My Heart’s Thoughts
God is faithful.
Am I truly faithful to Him?
Deep down in my heart, as the year has progressed, I knew God was doing something in our life. Not just one thing – He was changing our whole life. I have had such a hard time putting into words what God has been doing in our life (if you haven’t noticed!) I apologize for random posts and thoughts – it’s because I am still trying to process all that God is doing – it’s a journey I tell ya!
Over the past few months, God has worked drastically in our lives – there are times when I think:
- How did I live the life I did before?
- Why did I desire to just be happy?
- Why did I continually desire the things of this world?
- Why has it taken me THIS long to realize what I know now?
We are not the same people.
We do not want to be the same people.
We want to be different.
We are ready.
I know, I know, I keep talking about living a simpler life – well, I know why. God has given us no other choice. Why? Because God has taken away things that we found “comfort” in – things we thought that would make us happy – jobs, kids, a house, etc. God has opened up pieces of our heart, that we always knew were there, but were unwilling to tap into.
There have been many avenues that God has used to remind us “Sterks, your life is NOT your own, so live for ME and ME alone.”
At my parent’s church, the pastor had preached an incredible sermon on worry and faithfulness. They got the DVD for us to watch and wow, it was powerful. The jist: do not worry about the “what if’s” – just remain faithful. He said we aren’t on this earth to necessarily be happy. Look at the life of Christ – it was a far cry from easy and “happy.” I have confused my walk with Christ with being happy. It felt like this year, there were so many times where we wondered when “happiness” would be restored. The tornado incident really shook us (no pun intended). That was just the beginning. God knew that had to occur, to draw us closer to Him. Not that we were far from Him (quite the contrary in my human mind – but God knows better than I do). It was all in preparation for the past few months.
Why do I continue DAILY to struggle to put all of my faith in God – even if it means eternal glory in the end? It just goes against every little inkling in my body – why? Total depravity. I still have so much of my old self to get rid of. By God’s overwhelming grace, He continues to grow us. Where did I get the idea that our life would be “easy” or filled with so much happiness? Culture, culture, culture. Health and wealth. Wrong. Wrong. Wrong.
The things we have found joy in, are truly everlasting. Living a more content and simpler life, does aid in that joy; realizing that I do not need the things of this earth, to make me happy. True joy is truly found in Christ – He is definitely teaching us that!

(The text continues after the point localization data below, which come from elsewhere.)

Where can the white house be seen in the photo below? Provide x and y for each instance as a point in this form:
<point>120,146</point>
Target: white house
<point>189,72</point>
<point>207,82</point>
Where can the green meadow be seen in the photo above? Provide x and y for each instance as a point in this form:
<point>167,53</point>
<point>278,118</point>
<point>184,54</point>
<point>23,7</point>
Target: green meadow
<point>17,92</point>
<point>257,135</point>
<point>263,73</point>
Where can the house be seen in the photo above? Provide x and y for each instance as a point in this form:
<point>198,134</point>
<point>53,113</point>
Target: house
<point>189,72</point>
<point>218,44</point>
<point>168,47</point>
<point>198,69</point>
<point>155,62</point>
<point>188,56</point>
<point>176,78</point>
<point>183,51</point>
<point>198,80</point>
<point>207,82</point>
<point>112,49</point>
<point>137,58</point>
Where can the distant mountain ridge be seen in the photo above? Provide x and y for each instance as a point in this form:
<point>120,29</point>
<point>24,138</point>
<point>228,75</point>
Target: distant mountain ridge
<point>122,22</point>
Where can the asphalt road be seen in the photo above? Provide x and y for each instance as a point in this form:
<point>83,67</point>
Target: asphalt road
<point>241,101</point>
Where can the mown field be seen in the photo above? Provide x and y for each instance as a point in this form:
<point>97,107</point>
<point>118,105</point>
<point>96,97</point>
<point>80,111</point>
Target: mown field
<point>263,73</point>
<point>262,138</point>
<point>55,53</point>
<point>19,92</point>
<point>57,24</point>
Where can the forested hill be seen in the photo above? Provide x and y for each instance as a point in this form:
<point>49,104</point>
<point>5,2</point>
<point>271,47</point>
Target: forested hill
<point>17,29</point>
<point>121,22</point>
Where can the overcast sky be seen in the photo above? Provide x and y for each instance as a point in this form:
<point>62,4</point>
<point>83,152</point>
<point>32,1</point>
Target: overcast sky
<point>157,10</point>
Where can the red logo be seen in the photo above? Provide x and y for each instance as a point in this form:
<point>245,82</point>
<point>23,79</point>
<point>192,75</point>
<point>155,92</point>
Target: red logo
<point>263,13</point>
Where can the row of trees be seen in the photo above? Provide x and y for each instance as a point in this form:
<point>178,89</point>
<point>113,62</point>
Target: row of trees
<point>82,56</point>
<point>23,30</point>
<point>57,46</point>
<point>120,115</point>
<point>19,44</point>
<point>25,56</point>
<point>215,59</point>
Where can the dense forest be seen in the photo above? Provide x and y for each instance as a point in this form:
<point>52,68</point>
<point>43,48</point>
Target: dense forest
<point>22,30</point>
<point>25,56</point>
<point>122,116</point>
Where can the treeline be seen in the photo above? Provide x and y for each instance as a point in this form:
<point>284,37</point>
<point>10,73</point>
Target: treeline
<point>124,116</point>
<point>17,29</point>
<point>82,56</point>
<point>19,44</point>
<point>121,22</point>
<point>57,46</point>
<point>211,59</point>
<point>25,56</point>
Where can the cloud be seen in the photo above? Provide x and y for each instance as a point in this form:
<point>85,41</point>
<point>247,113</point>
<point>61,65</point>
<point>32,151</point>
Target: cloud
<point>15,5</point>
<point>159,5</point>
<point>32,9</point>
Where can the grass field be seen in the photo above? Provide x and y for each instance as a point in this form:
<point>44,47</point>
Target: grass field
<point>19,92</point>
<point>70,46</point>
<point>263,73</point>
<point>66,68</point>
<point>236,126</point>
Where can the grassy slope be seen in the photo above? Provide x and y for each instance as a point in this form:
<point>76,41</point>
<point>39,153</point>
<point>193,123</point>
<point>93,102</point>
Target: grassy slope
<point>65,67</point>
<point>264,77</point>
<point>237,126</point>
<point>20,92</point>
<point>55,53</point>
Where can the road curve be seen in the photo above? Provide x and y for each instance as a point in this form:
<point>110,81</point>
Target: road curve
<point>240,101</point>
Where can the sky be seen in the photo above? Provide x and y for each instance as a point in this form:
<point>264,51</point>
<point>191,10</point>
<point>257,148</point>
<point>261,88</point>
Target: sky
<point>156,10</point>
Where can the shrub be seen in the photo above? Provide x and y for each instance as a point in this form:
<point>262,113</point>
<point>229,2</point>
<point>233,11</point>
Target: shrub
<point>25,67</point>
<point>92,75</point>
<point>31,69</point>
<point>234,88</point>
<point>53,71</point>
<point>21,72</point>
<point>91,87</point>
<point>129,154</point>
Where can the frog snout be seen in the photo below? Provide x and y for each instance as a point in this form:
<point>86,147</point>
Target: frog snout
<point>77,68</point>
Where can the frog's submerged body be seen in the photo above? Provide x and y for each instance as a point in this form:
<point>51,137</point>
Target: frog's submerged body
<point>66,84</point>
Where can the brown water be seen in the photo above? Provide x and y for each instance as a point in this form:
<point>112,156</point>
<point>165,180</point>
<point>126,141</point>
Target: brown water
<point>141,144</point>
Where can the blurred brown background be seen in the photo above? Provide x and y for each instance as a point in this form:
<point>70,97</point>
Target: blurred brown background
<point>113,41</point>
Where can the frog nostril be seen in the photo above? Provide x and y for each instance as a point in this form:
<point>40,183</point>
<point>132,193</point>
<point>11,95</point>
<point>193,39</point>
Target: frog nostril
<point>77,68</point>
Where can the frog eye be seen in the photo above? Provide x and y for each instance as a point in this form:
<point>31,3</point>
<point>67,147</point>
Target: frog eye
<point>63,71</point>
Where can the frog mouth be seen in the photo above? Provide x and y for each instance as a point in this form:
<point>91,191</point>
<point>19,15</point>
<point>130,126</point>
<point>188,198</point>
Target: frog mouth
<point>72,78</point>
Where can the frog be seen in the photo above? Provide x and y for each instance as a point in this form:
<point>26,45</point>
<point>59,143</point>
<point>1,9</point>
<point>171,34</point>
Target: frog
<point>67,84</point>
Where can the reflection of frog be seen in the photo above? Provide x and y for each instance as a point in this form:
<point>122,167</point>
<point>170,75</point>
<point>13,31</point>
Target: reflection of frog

I was living a life of WANTING things. Really, my physical necessities of life are food, shelter, and clothing. I have every single one of them! I have them in excess! God has given us just a GLIMPSE of what it is like to lose a few things. In them, God isn’t telling us to be “happy” but to be faithful. Having our two little babies, I thought, would make me happy. Instead, there is pain. But truly, even children will not and would not have brought that fullness of joy that only God can fulfill. Oh we sure miss those little munchkins, but they are a gift! Maybe someday. Maybe kids are in our future – only God knows!
Oh do I want to be FAITHFUL! I still cry. I had a moment the other day where I just cried for probably 15 minutes and it felt SO GOOD. They were tears that were ready to fall. Tears for my Father. Tears from a girl who just wants so desperately to live for HIM, even though there is pain. Though I still ask God why, it is me running more eagerly towards Him.
God doesn’t promise an easy life – again, quite the contrary. To follow Christ means FOLLOWING CHRIST. His walk on this earth was not a yellow brick road, so why did I think that our’s would be? I know God works for the good – ALWAYS. But it may mean trials, temptations, and struggles.
I am excited to see where this journey takes us. We both are. Through all of this, I don’t think God cares what I “own” on this earth, but what I did with what I own. I don’t think God cares how much of something I have, but if I am willing to give it up or away. God cares about how I live for Him and am faithful – not how much I obtain in this life.
Remain faithful.
We are a work in progress (that is an understatement). In saying all of this I am not saying we have reached completion. We just know God is working in us and is changing our life.
And are just learning daily, what it means to be FAITHFUL.